5. Ibi: An inland agricultural province, its main language is Spanish with some Timucua speakers.
6. Mayaca: The Mayaca people merged into the Timucua long ago. The largest colonial settlement became Nueva Esmirna, a colonization project contracted out to an Englishman who brought over people from Greece and the Balearic Islands. Today that town forms the south end of a line of tourist towns, the largest of which is Playa Larga. Investment from all over the ASB has done much to develop the area for tourism.
7. Mocama: The swampy buffer between the old Timucua and Guale chiefdoms. Today it is known for posh tourism in the southernmost of the Sea Islands chain.
8. Potano: Swampy province that was repeatedly merged and separated from Timucua. The main city of Potano is the largest urban hub in the interior of the state.

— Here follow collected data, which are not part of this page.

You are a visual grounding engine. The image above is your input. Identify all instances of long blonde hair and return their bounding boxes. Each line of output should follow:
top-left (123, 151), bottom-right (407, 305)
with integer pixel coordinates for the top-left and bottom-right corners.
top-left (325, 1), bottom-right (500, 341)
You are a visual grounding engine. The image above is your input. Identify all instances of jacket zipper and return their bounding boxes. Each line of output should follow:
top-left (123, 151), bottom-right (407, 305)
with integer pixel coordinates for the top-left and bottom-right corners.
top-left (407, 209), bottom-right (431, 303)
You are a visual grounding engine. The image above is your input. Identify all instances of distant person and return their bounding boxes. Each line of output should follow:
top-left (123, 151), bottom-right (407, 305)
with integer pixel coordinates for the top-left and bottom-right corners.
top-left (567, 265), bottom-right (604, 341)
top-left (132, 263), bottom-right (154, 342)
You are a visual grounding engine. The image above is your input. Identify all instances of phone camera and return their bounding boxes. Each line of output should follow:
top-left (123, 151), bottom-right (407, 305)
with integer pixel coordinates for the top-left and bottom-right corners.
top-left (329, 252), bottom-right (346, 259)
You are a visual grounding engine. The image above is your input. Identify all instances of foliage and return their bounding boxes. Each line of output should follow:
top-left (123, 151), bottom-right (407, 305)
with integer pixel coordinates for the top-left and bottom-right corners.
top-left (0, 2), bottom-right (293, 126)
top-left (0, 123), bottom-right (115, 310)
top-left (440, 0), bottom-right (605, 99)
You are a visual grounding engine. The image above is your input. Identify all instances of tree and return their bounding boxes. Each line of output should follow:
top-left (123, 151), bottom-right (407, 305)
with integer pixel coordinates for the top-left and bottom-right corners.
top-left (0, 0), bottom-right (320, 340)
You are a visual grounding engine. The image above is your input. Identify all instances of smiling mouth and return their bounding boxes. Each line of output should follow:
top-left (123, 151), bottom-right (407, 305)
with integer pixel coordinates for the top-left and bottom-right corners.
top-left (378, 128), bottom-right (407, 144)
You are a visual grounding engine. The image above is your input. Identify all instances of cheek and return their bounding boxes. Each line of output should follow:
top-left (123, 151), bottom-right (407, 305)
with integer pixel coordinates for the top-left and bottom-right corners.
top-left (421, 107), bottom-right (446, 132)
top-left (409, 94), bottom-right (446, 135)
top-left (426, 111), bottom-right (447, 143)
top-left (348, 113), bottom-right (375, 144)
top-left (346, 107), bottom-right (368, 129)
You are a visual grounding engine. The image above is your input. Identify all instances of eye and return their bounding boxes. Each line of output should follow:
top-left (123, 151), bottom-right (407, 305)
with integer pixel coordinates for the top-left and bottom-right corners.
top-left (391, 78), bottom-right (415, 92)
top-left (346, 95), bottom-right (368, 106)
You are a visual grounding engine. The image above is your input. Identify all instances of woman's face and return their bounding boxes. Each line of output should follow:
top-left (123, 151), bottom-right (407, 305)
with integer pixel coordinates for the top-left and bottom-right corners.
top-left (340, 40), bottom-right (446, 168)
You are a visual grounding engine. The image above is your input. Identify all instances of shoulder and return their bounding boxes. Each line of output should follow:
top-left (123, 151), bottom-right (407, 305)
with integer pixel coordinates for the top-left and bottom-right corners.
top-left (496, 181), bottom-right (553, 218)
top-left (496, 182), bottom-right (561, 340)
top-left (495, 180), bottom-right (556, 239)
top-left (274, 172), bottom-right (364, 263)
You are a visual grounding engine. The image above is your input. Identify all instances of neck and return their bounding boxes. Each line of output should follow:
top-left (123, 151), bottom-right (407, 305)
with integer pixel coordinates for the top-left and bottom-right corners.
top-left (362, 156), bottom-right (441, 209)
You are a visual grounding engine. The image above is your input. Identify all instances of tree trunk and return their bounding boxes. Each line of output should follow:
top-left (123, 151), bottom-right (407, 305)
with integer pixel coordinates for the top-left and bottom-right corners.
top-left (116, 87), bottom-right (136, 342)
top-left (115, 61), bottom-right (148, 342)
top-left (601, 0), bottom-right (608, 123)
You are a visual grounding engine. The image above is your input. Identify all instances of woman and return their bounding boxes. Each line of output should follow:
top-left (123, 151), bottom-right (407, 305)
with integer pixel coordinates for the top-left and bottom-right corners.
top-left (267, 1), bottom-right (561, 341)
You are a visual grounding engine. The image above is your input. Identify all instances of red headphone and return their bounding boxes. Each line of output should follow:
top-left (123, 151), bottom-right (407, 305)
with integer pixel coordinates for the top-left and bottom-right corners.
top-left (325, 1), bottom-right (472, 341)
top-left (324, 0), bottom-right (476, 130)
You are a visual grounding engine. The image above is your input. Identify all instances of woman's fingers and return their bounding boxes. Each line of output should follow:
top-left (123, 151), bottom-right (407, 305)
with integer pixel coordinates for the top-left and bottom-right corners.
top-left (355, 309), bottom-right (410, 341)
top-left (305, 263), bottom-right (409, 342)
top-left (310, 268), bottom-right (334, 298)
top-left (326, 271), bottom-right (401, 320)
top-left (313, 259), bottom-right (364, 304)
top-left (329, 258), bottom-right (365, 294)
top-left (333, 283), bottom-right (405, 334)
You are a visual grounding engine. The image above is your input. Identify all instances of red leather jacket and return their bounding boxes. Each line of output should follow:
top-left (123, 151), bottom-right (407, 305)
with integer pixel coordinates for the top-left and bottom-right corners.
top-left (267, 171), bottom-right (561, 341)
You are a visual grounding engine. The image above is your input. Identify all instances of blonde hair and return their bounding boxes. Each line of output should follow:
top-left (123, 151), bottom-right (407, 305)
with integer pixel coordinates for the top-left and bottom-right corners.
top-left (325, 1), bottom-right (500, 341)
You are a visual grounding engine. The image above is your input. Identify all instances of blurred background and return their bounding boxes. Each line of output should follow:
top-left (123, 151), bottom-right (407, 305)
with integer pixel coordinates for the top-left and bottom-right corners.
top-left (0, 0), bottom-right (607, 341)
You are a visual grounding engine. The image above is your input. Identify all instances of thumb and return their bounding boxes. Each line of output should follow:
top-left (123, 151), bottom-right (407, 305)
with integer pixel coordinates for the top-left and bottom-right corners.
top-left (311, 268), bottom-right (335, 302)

9. San Agustín: The capital, founded in 1565
10. Timucua: Stretches from the metropolis of San Mateo to the Guacara swamps, with rich farmland and forests in between. Missionaries used the language of Timucua as a "lengua general," promoting its use over the languages of neighboring provinces. For this reason it became the main language throughout the central part of the state. The province is the heart of East Florida's agricultural country. rich in staple corn as well as fruits and vegetables for export.
11. Tocobaga: Neglected during the colonial era, the bay became home to all kinds of pirates and outlaws from many countries. Spain addressed the problem in the 1810s-20s and built a ring of forts around the bay. The original Tocobaga people, with their Spanish priests, largely moved inland. Today Tocobaga speakers make up a fairly small community. The ring of forts has grown into a large metro area that is the capital's biggest economic rival.
12. Tronatisca: The name comes from the Muscoguian word for flint and the Flint River running through the area. East Florida acquired the land in 1812 and quickly parceled it out to large planters from Cuba and Spain. Tronatisca is prime cotton growing land and slavery became the basis for its early 19th-century economy. Its citizens delayed abolition in the state for many years.
Some town names:
San Mateo = Jacksonville (original mission name)
Potano = Gainesville (original mission was San Francisco de Potano)
Playa Larga = Daytona Beach (descritpive name)
Nueva Esmirna = New Smyrna Beach (the settlement project that created New Smyrna happened in this timeline as well)
Cella = Albany, Georgia (named in honor of the town's artesian wells, with reference to the Fuente de Cella in Spain)
Anhaica = Tallahassee (original Apalachee name)
San Pedro = St. Petersburg (a convergent name, but it sounds plausible.)
Languages
State Anthem
The State Anthem is the Marcha de Granaderos, the royal anthem of Spain. The full traditional performance uses orchestration from the late 18th century, the time that the Captaincy-General was established.